6 thoughts on “Is cultural evolution “neoliberal”?

  1. Not sure if it’s really a ‘straw man’ at all! I remember attending an anthropology conference in Norway several years ago where this position vis-a-vis quantification was the topic for one working group. It was based on this project: Might find some scholarly references there.

  2. Depends what you mean by neoliberal, I suppose.

    Woodruff D Smith wrote a book (‘Politics and the Sciences of Culture in Germany, 1840-1920’) which effectively argued that the cultural sciences of the 1850s – 1900s were best interpreted as neoliberal or as supporting neoliberal politics. But his understanding of neoliberalism is tied to the generic notion of liberalism–one structured around freedom, human rights, the dignity of private property, etc.

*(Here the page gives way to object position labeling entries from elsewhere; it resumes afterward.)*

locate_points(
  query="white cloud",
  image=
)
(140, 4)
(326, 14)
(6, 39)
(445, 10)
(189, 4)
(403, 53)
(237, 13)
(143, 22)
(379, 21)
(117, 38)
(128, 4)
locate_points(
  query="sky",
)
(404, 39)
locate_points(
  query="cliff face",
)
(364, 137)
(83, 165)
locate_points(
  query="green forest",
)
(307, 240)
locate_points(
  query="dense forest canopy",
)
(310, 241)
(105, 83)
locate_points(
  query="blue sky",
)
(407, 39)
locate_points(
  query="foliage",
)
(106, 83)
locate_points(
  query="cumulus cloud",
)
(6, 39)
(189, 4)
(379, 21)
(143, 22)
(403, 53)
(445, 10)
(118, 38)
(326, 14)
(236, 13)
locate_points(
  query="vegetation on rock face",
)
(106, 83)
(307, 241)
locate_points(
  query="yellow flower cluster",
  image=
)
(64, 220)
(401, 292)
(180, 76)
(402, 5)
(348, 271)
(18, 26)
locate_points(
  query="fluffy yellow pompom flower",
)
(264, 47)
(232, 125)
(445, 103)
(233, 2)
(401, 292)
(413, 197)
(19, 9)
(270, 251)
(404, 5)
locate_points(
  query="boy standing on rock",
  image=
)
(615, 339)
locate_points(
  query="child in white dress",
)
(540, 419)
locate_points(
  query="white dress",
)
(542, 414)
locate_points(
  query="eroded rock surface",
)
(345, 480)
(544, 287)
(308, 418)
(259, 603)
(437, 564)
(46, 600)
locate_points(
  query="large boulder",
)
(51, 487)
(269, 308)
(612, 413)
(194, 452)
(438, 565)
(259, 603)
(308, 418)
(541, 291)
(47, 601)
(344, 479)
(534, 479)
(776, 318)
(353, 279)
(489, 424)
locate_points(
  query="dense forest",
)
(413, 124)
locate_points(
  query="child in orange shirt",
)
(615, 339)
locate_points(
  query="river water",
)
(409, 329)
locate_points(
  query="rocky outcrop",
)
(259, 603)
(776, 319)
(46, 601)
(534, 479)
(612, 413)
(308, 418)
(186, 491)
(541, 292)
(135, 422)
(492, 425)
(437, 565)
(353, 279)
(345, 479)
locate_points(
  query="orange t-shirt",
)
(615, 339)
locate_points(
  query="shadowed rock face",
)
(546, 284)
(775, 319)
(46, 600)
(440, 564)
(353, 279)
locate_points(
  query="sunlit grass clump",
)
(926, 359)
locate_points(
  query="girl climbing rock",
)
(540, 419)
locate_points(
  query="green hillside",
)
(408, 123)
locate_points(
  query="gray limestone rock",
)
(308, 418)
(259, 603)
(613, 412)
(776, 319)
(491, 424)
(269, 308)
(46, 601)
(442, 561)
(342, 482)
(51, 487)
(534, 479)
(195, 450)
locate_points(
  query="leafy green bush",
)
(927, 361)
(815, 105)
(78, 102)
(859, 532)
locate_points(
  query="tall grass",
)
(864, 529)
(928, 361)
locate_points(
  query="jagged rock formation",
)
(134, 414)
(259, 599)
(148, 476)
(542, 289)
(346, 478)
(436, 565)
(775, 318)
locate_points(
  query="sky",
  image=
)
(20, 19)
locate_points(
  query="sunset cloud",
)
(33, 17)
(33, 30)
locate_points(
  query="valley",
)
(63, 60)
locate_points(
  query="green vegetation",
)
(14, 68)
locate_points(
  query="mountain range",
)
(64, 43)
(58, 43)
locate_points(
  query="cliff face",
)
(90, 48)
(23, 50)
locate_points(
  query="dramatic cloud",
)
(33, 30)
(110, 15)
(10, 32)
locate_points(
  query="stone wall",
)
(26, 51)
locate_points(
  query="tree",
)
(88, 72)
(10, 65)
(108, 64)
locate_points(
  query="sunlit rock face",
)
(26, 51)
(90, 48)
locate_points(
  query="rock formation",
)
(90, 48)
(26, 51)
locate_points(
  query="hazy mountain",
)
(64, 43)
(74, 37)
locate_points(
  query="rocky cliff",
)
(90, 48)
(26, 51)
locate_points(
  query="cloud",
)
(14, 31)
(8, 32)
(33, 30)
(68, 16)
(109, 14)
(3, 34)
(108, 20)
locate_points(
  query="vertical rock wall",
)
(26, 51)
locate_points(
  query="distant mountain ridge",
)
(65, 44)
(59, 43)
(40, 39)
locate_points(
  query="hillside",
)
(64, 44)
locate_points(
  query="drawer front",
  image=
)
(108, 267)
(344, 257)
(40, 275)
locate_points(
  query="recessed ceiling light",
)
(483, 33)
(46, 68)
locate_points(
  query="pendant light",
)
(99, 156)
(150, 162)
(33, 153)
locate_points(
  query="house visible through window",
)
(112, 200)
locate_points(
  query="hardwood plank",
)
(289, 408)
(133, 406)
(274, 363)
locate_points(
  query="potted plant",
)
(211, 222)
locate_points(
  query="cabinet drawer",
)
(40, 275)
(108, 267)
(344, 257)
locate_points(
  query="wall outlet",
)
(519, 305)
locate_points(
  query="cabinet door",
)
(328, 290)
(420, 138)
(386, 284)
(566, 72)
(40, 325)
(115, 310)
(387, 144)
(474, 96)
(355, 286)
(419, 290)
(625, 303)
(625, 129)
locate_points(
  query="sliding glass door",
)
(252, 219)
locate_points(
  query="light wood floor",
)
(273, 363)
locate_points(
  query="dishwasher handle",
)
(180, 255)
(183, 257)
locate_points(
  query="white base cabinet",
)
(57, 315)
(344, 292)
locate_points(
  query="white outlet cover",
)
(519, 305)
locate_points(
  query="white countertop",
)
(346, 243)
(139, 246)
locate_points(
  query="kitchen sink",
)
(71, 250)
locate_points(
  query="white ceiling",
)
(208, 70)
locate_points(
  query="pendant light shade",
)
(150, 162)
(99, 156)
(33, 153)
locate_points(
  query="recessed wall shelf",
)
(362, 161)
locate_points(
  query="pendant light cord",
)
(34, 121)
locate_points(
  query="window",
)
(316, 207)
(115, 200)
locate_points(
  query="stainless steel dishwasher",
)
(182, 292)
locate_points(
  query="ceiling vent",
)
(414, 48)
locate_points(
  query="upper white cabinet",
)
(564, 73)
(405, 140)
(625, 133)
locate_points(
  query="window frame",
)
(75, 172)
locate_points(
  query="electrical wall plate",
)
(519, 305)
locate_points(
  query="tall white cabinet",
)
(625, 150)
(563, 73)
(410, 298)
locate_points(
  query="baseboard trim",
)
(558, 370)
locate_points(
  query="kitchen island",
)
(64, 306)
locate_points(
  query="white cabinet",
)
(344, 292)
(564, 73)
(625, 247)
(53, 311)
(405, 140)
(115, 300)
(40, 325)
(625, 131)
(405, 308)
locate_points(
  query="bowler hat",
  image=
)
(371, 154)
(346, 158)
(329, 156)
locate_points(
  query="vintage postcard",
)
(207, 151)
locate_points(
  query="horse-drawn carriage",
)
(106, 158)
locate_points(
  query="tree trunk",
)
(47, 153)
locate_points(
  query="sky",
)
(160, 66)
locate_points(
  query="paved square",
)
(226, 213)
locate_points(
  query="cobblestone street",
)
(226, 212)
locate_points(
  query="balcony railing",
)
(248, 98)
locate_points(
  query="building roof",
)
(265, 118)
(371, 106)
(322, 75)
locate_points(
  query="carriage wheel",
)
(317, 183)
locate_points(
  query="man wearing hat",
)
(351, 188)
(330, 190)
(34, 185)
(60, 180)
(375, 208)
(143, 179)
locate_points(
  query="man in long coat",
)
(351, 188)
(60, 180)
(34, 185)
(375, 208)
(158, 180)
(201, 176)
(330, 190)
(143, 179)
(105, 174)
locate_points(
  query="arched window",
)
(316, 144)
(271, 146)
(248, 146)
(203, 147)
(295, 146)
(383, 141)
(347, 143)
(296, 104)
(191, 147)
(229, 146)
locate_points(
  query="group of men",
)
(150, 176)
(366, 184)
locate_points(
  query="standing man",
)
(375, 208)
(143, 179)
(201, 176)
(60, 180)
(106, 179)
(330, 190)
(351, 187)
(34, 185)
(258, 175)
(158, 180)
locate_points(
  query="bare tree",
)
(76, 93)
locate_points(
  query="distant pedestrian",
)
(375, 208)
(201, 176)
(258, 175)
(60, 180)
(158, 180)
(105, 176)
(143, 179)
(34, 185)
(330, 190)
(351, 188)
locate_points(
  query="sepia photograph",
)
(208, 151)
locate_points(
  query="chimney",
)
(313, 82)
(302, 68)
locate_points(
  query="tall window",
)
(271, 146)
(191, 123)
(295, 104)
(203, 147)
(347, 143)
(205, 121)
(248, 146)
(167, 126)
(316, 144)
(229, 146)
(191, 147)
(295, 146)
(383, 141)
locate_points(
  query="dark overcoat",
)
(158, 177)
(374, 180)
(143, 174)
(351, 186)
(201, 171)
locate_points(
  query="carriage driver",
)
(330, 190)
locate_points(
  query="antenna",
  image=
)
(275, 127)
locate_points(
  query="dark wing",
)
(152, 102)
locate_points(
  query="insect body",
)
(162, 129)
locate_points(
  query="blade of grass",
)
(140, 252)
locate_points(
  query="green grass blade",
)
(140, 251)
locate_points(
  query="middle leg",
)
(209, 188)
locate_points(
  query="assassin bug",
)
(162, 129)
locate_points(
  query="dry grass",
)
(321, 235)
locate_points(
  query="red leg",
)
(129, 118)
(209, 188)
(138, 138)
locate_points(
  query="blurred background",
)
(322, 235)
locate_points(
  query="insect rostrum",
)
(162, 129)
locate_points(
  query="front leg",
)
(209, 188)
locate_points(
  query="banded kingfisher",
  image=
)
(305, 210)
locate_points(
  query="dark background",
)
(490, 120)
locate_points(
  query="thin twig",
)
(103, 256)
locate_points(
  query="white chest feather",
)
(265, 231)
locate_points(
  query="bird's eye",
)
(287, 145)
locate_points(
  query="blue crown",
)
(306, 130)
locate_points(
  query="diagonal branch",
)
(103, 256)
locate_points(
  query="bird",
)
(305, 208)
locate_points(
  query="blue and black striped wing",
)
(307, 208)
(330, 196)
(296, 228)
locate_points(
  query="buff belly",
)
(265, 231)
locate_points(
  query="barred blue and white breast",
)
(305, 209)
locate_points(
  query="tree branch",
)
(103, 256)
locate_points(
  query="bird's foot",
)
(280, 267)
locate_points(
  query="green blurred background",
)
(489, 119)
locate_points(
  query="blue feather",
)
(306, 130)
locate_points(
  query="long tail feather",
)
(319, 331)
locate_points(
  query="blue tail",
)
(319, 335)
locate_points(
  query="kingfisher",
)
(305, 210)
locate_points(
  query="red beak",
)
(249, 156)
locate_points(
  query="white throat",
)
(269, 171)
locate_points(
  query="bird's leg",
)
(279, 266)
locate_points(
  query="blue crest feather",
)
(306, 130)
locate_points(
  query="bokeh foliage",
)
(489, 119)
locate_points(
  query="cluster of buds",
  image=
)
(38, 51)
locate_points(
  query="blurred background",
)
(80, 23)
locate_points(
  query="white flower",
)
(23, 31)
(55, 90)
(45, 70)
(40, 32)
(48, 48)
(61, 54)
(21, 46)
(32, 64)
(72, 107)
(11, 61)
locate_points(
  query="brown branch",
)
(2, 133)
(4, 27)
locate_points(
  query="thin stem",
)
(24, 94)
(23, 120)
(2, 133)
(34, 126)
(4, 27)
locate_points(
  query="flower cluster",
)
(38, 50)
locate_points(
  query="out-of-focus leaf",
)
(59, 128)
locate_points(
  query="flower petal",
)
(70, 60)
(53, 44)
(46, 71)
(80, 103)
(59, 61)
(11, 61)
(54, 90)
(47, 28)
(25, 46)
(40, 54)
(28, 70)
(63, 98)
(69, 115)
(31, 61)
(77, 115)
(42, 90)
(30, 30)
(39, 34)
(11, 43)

    1. Hi Andrew, thank you for your comment. You are right, of course, the topic is complicated and depends on how you define both “neoliberalism” (which I would not know) or “cultural evolution” (either, but I am in a better position). However, my question is slightly more specific, i.e. it is not about cultural evolution in general, but about quantification. The link provided in the comment above by Marius is a good example of a research program with the explicit idea that quantification, by itself, is linked to specific political views. Perhaps there is something about that also in the reference you suggest?

  3. Having muddled through eight years in an anthropology department largely hostile to quantification — and certainly hostile to evolution — I learned a few things about this topic. Quantification, particularly the quantification of human populations, human actions, or human well-being, is seen as a “technology of power” in the Foucauldian sense. The state — and, increasingly, non-state neoliberal actors like the World Bank, IMF and the like, or corporations — has an interest in in measuring its subjects (clients, consumers) in order to efficiently maintain control, ensure conformity, maximize sales, etc. So any cultural anthropologist with a hint of Foucault (effectively all of them with a PhD after about 1985) will have at least a trace of skepticism toward quantification.

    Regarding political leanings, I don’t think there is a simple right-left issue here. There is a clear contrast between scholars with Marxian vs. Foucauldian theoretical underpinnings. Both groups are broadly leftist, but they have dramatically different sensibilities. For the historical materialist, the material conditions of life matter, so there is a natural predisposition to quantification, even if many Marxian theorists are barely numerate. Power for the Foucauldian is much more nebulous and lies buried in discourse. This, along with the explicit marking of quantitative fields in the social sciences as tools of the broader project of governmentality, makes Foucauldians anywhere from skeptical to downright hostile toward quantitative scholars.

    1. Hi James,
      Thank you very much for your comment. You are right, Foucault is certainly a big influence here. Interestingly, having done myself a PhD in mainstream socio-cultural anthropology at some point I read “The Birth of the Clinic” and I remember I found it quite convincing! (not enough interesting to read more Foucault though…). I do not have big problems to agree that in some cases quantification can be used, perhaps not with an explicit intention, as a “technology of power”, if we want to use these terms. My impression is that readings like Foucault (and, perhaps better, some philosophy of science) are good to go beyond an overly naive view of science/quantification as “pure” truth and completely objective. After that, however, a next step should be done, to consider how we can develop good quantitative mehtods. To me, it looks like many anthropologists are stuck in the previous step.